Predictive optimal pricing with AI
Pricing is a complex and risky task for every retailer.
"How to calculate the price correctly: not to underestimate and not to overestimate?" is a question that accompanies the chain owner every day.
If the price is high, then customers will go to buy products from competitors, and if it is too low, the chain will lose its profit. The optimal price is always about balancing the interests of two parties: the buyer and the seller.
Why is the optimal price so important?
The optimal price is the selling price of the goods, which satisfies two parties: the seller and the buyer. The seller will receive the desired profit, and the buyer has the ability and desire to buy goods at that price.
Keep in mind that the optimal price is not always the highest. Its main tasks are:
- to increase chain profit;
- to retain existing customers;
- to interest potential buyers to make purchases in the chain stores;
- to increase the sales quantity.
In such a situation, it is most difficult to forecast the buying behavior of existing and potential customers. But today there are effective tools that can easily cope with this task.
How to calculate the optimal price?
To calculate the optimal price, a large amount of data is required, such as:
- seasonality of goods;
- competitors' prices and their changes;
- inflation rate;
- actual and predicted marginality of goods;
- cross-effects: halo and cannibalization;
- demographic characteristics of the target groups of the store;
- buying behavior of customers.
Collecting and processing such information is quite difficult.
It is better to ask for artificial intelligence (AI) help. He can easily predict the customers' behavior with all possible options for the sale price and find the best option, which will ensure high profits for the chain.
AI systems for pricing are actively used by the biggest retail chains: Walmart, eBay, and Amazon.
Price optimization with AI: how does it work?
The whole process of determining the optimal price can be represented by the following steps:
✅ Step 1. Data collection. The system collects not only historical data on prices and sales in the chain over a long period, but also examines all available data from external sources (competitors' and suppliers' prices, purchasing ability of buyers, inflation rate, etc.).

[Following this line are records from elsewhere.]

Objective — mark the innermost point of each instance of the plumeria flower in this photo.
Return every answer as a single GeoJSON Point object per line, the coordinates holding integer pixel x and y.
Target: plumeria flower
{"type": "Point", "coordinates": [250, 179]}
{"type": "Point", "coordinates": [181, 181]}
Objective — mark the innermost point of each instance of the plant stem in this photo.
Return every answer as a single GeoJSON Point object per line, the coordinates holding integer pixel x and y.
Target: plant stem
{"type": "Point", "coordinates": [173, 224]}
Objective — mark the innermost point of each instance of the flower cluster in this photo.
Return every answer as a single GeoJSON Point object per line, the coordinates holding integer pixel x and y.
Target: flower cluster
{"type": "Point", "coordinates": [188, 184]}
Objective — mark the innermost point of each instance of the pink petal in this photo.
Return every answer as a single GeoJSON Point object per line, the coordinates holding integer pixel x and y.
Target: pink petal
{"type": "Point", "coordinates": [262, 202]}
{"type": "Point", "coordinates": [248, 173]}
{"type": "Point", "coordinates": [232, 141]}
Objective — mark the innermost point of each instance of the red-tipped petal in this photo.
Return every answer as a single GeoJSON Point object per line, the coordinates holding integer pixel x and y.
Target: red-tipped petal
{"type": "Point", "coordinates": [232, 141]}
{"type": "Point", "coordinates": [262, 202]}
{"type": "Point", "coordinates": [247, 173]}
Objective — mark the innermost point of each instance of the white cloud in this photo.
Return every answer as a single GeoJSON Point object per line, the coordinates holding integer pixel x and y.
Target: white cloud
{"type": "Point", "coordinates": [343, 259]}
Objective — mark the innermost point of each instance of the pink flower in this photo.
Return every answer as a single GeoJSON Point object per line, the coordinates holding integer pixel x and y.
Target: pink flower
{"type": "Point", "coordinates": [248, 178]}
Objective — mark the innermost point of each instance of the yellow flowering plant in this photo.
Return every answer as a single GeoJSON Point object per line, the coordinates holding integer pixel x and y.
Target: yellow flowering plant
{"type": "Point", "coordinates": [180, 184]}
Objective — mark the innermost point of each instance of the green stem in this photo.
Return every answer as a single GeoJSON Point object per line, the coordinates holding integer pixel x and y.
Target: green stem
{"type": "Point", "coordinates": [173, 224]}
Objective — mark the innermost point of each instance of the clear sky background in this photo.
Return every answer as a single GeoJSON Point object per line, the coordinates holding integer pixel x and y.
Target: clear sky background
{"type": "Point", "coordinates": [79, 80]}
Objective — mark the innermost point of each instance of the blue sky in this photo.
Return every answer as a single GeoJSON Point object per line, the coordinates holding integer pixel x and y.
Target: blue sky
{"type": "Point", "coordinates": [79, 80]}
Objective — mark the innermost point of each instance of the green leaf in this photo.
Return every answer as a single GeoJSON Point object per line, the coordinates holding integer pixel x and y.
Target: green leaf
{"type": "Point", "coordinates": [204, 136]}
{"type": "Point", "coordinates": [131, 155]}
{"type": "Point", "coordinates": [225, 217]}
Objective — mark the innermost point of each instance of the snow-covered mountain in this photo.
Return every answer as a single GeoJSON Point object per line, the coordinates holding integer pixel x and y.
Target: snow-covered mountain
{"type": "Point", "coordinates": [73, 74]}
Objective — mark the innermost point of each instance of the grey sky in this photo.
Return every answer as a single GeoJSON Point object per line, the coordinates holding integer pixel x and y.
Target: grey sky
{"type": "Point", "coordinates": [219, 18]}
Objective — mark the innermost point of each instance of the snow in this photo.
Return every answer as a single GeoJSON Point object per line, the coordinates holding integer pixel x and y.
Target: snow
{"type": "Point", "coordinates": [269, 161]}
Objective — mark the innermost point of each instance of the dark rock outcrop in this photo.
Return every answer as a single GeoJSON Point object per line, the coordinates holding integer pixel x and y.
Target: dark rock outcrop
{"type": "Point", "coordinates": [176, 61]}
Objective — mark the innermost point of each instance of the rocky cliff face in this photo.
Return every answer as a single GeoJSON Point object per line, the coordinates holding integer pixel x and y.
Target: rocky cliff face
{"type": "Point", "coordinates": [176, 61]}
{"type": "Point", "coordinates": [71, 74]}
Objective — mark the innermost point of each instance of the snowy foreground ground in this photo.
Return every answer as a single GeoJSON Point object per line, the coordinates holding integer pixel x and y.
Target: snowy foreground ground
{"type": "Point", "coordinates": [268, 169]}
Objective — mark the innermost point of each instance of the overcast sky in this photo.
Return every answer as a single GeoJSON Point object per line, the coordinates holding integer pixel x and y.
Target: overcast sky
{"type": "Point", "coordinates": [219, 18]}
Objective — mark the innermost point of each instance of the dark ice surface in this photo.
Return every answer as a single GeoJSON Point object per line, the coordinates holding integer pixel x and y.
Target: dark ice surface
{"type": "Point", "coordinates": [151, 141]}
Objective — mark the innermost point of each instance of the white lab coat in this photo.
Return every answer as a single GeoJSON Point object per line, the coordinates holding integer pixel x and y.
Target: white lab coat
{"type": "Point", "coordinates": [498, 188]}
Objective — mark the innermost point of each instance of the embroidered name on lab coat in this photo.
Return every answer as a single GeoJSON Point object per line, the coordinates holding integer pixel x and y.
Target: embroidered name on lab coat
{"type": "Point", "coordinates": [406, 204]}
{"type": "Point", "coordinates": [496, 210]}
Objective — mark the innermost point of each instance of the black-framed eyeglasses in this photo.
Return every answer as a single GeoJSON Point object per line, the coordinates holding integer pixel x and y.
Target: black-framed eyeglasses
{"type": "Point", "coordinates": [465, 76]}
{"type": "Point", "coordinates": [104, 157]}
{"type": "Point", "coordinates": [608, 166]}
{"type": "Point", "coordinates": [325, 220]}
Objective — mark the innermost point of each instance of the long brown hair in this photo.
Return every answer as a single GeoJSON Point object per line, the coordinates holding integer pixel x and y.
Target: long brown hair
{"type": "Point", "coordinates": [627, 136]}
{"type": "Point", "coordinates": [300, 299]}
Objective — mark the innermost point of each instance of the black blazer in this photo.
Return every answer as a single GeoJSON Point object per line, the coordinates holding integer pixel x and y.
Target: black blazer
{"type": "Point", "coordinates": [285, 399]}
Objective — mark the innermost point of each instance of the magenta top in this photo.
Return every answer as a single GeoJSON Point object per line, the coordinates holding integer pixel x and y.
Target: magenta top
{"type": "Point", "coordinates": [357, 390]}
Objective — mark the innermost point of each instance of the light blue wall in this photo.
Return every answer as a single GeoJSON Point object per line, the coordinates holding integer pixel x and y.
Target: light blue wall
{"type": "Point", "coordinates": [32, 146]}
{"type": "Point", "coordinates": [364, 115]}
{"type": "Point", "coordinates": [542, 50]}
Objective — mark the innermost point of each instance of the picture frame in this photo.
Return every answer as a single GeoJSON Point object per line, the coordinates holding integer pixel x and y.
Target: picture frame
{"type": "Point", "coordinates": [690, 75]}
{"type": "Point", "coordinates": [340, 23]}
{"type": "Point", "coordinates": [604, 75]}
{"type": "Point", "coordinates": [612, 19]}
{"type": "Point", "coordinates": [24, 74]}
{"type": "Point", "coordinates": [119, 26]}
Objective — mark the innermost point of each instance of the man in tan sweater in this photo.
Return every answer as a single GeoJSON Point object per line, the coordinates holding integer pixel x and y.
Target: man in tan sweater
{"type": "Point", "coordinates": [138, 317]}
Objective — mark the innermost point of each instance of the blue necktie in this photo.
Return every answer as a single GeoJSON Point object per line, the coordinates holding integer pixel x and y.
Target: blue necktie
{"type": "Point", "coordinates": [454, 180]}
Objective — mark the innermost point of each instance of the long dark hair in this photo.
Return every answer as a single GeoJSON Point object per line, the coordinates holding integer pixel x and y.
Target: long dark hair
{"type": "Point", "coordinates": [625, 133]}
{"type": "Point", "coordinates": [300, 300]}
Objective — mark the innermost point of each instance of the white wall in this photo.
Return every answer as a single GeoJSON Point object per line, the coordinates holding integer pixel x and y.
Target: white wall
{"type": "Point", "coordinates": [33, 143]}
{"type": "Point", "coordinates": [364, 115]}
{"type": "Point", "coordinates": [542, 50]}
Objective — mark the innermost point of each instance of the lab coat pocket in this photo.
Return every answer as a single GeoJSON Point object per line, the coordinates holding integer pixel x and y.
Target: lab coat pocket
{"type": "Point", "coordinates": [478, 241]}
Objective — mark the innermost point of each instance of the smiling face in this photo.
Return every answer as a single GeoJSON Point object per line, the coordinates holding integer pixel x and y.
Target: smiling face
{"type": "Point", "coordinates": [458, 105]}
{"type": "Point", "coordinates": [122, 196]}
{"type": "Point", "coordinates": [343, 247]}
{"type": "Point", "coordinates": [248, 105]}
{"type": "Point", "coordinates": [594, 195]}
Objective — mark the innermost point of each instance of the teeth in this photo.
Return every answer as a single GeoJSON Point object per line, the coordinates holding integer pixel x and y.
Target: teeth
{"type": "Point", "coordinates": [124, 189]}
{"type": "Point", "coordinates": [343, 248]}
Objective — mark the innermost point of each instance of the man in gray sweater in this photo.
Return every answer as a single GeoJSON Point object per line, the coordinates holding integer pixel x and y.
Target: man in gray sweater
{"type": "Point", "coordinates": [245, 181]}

✅ Step 2. Modeling the purchasing behavior of customers. The system calculates how many customers will be interested in purchasing this product at a particular price. To do this, AI studies the behavior of customers in the past, evaluates information about the competitors' prices according to Internet sites, the existing goods demand, information about upcoming holidays, the location of the store, etc.
✅ Step 3. Profit forecasting. AI algorithms calculate the value of the predicted profit in each specific situation.
✅ Step 4. Determination of the optimal price. Among all possible options for the AI price, the system selects and offers the price that will satisfy the largest number of customers and bring the greatest profit to the chain.
Such competent and professional advice will allow the chain to avoid excess inventory, minimize storage costs and increase customer loyalty.
Pricing optimization with Datawiz products
The Datawiz BI solution has implemented an AI-based report - Price Recommendations.
It helps to form an effective pricing policy for your chain, namely:
- determine the goods for which prices should be adjusted in chain stores;
- track the correlation between price changes and profits for selected goods;
- predict sales performance based on the recommended price.
Such a report is your professional consultant, who, based on the processed data array, will give immediate recommendations and allow you to manage your business effectively.